Vieri parla dei tempi alla Lazio – L’ex attaccante di Lazio e Inter ha parlato con Faina raccontando il suo passato in biancoceleste:

“Come potrei dimenticarmi della Coppa delle Coppe, abbiamo vinto l’ultima edizione. Nonostante siano passati 20 anni, il mio gol rimane molto importante. Quella lì era una Lazio fortissima, con dei grandi giocatori, di qualità, tutti devastanti, oggi giocatori del genere, non se ne trovano più. Ancora non so perché abbiamo perso quello Scudetto, siamo riusciti a perdere 6 punti in due partite. Con la Juve nei primi minuti presi un grande pale interno e la palla invece di entrare, uscì, senza contare la traversa nel secondo tempo. Mentre nel derby avevamo tutta la difesa squalificata, a Firenze abbiamo pareggiato e c’era un rigore su Salas. Tutte partite perse con ingenuità. C’erano molti giocatori forti sopratutto in difesa con Nesta e Mihajlovic. Tutti fortissimi”.

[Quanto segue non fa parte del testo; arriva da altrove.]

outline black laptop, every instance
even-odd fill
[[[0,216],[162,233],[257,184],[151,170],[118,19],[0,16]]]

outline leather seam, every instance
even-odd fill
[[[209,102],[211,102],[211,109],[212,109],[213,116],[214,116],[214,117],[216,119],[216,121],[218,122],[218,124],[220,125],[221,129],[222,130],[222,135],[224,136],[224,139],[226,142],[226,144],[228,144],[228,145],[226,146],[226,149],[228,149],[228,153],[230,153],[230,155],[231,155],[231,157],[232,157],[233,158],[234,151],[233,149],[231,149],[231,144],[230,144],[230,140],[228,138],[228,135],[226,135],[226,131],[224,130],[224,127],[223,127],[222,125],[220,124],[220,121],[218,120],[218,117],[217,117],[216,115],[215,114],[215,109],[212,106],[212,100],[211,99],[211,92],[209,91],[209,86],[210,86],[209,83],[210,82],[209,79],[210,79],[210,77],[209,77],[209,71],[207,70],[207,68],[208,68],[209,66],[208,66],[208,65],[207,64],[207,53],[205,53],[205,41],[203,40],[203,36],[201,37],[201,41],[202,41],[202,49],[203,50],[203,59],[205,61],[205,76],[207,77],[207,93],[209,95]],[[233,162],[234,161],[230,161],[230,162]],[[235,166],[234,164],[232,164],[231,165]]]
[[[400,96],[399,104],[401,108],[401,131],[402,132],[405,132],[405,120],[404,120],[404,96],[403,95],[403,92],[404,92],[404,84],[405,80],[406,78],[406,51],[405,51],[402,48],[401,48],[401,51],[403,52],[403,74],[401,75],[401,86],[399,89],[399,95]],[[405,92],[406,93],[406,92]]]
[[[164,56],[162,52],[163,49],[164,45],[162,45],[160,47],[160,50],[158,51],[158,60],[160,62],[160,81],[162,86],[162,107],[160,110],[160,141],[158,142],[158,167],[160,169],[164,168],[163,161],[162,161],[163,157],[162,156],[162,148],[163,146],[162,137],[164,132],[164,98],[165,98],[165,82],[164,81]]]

Rimpianto: “Sì, ho rimpianto di essere andato via dopo lo scudetto, però dopo è stato facile dirlo. Quando ho deciso di andarmene, l’ho fatto perché volevo giocare con Ronaldo e in testa avevo quell’idea. Potevamo essere la coppia d’attacco più forte del Mondo. Sono scelte che si fanno, alcune volte vanno bene ed altre male. Però sono stato contento per la squadra e i miei ex compagni, se lo meritavano. Abbiamo vissuto emozioni fortissime insieme. A Birmingham è stata una notte spettacolare. Alla fine molti poi sono venuti all’Inter con me. Però alla Lazio sono stato da Dio”.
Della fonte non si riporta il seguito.